TV Club

Week 3: When Mad Men Goes West

Week 3: When Mad Men Goes West

Jared Harris as Lane Pryce in Mad Men

Poor Laura Linney! She comes down with terminal cancer, and now she has to suffer Turner’s comparison to the middling work of Melinda Page Hamilton, who can barely sell a broken leg, never mind the complicated emotional makeup that would lead a woman to offer unconditional, platonic love to a man who opportunistically stole her husband’s identity and now stops by once a year for some psychological R&R when the strain of being a rich, successful ad man gets to be too much for him (and when he can get a decent connecting flight to Acapulco). Jeepers!

We’ll have to agree to disagree about the Anna plot, Julia, but I thought your explanation for the role it plays in the larger Don Draper narrative was spot on. It’s significant that the one person with whom he can be completely honest is now gone, and I suspect that absence will guide Don’s actions (especially with women) in episodes to come. I just wish Mad Men had gotten to the same point with a brisk phone call from Anna’s prim sister, as opposed to a 30-minute trip to California. Several of our commenters have made strong cases for that trip, but for me, the series loses its sense of pacing when it heads out West, downshifting from snappy to sluggish. (Speaking of pacing, what was with that time-lapse footage of Don on the couch? I felt like I was watching a National Geographic special on ad men in the wild.) The series sacrifices some of its vaunted style when it goes to California, as well. I get that the Pacific pastels are meant to contrast with the darker hues of Mad Men’s Manhattan. But compared with the richly observed New York sets, the California ones look to me like they’re on loan from Picket Fences. Yes, yes, I’m sure they’re all just as period correct as everything else on the show. They’re just boring to look at. Did you get a load of that slum of legs at Anna’s house?
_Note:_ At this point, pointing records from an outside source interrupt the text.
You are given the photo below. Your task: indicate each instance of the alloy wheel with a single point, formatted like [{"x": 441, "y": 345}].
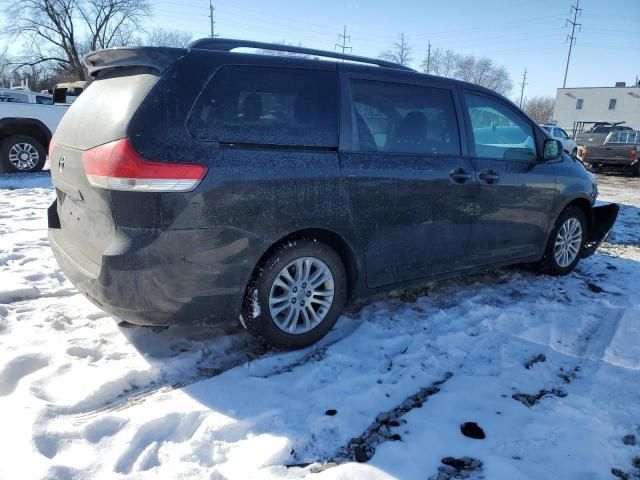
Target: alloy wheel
[
  {"x": 24, "y": 156},
  {"x": 568, "y": 242},
  {"x": 301, "y": 295}
]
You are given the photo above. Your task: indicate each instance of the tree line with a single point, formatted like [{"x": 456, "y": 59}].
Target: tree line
[
  {"x": 56, "y": 34},
  {"x": 479, "y": 70}
]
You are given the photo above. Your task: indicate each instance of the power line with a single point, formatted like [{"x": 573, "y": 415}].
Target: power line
[
  {"x": 572, "y": 38},
  {"x": 345, "y": 39},
  {"x": 524, "y": 83},
  {"x": 213, "y": 23},
  {"x": 429, "y": 57}
]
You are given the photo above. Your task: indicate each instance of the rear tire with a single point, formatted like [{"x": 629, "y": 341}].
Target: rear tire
[
  {"x": 22, "y": 153},
  {"x": 565, "y": 244},
  {"x": 297, "y": 295}
]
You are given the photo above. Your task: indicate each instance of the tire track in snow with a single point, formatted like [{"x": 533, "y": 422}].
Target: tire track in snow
[{"x": 363, "y": 447}]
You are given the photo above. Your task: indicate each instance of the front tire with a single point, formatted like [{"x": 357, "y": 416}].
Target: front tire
[
  {"x": 298, "y": 295},
  {"x": 22, "y": 153},
  {"x": 566, "y": 243}
]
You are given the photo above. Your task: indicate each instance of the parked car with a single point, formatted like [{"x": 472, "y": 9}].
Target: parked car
[
  {"x": 597, "y": 134},
  {"x": 568, "y": 144},
  {"x": 20, "y": 95},
  {"x": 25, "y": 132},
  {"x": 619, "y": 151},
  {"x": 202, "y": 185}
]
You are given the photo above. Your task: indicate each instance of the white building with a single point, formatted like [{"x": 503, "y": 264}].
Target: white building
[{"x": 598, "y": 104}]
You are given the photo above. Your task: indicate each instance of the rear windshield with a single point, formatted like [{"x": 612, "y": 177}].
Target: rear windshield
[
  {"x": 102, "y": 113},
  {"x": 268, "y": 106}
]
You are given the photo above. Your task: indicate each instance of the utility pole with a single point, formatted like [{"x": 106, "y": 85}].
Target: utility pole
[
  {"x": 524, "y": 82},
  {"x": 343, "y": 39},
  {"x": 211, "y": 9},
  {"x": 572, "y": 38},
  {"x": 429, "y": 56}
]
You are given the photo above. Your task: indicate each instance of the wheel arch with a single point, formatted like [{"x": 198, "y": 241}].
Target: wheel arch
[
  {"x": 26, "y": 126},
  {"x": 584, "y": 205},
  {"x": 337, "y": 242}
]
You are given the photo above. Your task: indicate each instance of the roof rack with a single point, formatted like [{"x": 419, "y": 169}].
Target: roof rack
[{"x": 228, "y": 44}]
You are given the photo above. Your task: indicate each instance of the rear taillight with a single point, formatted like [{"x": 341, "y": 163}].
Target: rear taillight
[{"x": 117, "y": 166}]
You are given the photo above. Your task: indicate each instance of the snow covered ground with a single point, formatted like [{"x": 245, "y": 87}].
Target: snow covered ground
[{"x": 549, "y": 368}]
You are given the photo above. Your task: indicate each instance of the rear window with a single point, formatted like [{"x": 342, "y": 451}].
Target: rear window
[
  {"x": 268, "y": 106},
  {"x": 102, "y": 113}
]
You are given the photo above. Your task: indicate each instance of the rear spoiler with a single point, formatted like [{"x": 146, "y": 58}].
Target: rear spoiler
[{"x": 158, "y": 58}]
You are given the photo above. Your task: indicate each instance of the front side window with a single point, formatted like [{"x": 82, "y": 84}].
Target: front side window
[
  {"x": 400, "y": 118},
  {"x": 268, "y": 106},
  {"x": 498, "y": 131}
]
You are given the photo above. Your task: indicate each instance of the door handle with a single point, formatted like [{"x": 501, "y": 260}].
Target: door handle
[
  {"x": 459, "y": 175},
  {"x": 489, "y": 176}
]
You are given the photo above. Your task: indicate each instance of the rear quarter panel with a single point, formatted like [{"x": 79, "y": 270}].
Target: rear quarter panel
[{"x": 260, "y": 194}]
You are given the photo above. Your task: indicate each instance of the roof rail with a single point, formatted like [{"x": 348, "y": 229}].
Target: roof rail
[{"x": 228, "y": 44}]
Get me back to the land of Saarinen!

A couple of commenters have made the good point that Mad Men’s visits to the West Coast offer Don a peek into the cultural future: the sit-ins, the grass (though Don’s sampled that before, in the Village), the mild contempt for the advertising arts. “By dipping his toes in it out there,” notes reader Timothy Gregorek, “he’ll be ready for it when it comes home to roost—both in his personal life, but more importantly, in his creative life.”

A final note on Don and Lane’s movie night: Several commenters have noted that I apparently can’t tell a giant lizard from a giant turtle—they say all those hand jobs were being doled out at a screening of Gamera, not Godzilla. Though as reader Dallas Wood notes, Gamera doesn’t seem to have come out till late ‘65. A rare anachronism from Matthew Weiner? Egregious!

Bold prediction on the Jo-Jo/Dr. Rape front: She gets pregnant, and he ships out to Vietnam, where he’s promptly deployed to the shit and catches a bullet, leaving Joan a single mom. You heard it here first.

How long has that bird’s nest been up there?